And as inexperienced as Mubama may be – this is the former West Ham United prospect’s first season of regular, senior football – there is no place for passengers on Robins’ promotion train.
Divin Mubama under pressure as former West Ham United kid stalls at Stoke City
Take away that maiden professional hat-trick, and Mubama has not found the net in any of Stoke’s last 17 Championship fixtures. In total, he has played 20 league matches for the Potters and appeared on the scoresheet on only three separate occasions.
It is a testament to the paper-thin margins of England’s infamously unpredictable second tier that Stoke remain one point off the play-offs, despite losing three in a row and five of their last six. But the highly-experienced Mark Robins will not need telling that the direction of travel does not look good.

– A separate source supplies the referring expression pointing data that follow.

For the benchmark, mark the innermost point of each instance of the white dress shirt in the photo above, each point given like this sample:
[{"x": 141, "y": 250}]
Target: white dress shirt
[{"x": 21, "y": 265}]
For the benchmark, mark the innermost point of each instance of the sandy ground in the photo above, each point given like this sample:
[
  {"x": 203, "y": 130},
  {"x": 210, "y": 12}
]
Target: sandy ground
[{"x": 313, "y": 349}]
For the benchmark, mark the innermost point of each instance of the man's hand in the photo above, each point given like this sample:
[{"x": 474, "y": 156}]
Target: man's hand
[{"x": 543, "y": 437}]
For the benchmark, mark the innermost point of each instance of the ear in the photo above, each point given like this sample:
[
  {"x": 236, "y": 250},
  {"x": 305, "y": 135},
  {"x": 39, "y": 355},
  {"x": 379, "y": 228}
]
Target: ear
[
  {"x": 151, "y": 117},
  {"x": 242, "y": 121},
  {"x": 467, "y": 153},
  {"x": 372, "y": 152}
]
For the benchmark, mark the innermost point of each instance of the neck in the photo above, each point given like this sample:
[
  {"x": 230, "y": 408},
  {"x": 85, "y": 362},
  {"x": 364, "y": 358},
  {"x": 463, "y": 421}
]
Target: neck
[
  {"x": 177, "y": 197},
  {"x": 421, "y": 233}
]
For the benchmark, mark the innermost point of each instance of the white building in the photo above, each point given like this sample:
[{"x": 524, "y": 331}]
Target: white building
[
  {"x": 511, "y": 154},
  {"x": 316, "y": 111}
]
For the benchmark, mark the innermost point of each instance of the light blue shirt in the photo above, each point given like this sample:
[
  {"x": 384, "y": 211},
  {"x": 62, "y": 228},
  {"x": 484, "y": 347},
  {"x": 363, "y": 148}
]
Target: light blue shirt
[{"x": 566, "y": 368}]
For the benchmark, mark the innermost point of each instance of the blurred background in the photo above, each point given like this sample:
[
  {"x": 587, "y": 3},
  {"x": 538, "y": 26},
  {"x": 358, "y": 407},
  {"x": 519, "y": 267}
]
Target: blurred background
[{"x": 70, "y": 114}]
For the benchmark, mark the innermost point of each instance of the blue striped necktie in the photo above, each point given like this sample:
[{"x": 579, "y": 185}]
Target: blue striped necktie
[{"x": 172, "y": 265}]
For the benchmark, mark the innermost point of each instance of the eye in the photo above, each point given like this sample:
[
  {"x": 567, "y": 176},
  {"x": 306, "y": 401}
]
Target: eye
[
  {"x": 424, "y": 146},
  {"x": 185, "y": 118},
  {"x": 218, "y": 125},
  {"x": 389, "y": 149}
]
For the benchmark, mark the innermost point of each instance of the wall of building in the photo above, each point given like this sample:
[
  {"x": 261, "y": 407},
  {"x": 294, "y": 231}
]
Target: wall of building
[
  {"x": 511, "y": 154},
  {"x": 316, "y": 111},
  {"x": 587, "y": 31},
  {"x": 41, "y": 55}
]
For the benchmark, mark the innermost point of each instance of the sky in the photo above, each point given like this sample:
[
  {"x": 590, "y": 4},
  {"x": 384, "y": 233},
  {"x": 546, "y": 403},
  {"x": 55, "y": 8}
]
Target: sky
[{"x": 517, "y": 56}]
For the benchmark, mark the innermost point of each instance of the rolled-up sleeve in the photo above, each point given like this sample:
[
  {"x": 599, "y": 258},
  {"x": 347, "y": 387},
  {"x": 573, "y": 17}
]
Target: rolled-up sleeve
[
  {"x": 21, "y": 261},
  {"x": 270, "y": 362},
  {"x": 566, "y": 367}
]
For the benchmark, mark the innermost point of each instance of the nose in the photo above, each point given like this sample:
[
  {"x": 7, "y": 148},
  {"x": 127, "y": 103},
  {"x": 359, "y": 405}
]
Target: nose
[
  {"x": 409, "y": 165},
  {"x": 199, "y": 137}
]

Suddenly, as the goals dry up and his performances become increasingly ineffective, the logic of Stoke betting the farm on a 21-year-old striker who spent last season playing reserve-team football feels increasingly flawed.

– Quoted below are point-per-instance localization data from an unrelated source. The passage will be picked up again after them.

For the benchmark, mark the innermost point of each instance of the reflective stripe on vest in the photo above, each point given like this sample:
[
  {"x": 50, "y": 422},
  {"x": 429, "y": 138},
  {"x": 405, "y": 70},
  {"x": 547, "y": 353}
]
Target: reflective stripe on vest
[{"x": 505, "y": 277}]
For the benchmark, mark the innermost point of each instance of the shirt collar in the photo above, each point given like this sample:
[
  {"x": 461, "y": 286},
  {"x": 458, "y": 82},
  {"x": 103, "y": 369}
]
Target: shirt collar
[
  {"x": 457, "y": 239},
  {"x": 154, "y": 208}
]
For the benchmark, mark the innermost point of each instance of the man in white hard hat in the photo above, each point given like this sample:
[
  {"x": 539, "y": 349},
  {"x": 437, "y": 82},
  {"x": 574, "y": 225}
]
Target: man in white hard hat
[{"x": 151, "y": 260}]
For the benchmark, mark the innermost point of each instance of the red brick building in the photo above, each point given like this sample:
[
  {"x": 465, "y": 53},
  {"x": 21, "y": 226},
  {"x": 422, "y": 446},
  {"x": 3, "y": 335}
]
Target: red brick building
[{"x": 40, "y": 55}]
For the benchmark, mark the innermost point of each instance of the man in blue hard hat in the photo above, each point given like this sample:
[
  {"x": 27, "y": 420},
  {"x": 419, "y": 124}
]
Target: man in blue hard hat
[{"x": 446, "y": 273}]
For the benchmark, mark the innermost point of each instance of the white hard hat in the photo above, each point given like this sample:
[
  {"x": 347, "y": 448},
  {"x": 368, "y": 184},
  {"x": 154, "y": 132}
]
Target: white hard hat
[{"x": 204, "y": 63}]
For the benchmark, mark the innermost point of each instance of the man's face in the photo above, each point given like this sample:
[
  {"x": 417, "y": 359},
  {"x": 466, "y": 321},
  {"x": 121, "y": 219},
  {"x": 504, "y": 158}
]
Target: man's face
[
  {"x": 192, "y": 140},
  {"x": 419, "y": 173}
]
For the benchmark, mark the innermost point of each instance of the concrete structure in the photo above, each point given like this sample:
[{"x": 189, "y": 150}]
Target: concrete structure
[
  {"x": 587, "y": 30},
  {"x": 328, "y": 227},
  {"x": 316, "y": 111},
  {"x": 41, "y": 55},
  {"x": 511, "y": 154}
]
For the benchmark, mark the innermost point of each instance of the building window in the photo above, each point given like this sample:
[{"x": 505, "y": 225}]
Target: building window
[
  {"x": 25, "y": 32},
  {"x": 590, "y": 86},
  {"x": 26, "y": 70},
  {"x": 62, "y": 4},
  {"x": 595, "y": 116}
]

“Mubama must have a clause in the contract saying he has to play! No way Robins watches him every week and thinks he’s good enough,” one frustrated Stoke supporter said after another match passed the youngster by.
“We need better now,” another agrees, the Potters scoring fewer goals than any of the Championship’s top 13 teams.
“Mubama was awful [against Ipswich], and I’ve defended him on here a few times.”
“Played some nice stuff but looked toothless in the final third of the pitch. What’s the point in dominating possession if we don’t know what to do with it? Was Mubama playing? Because I didn’t notice him!”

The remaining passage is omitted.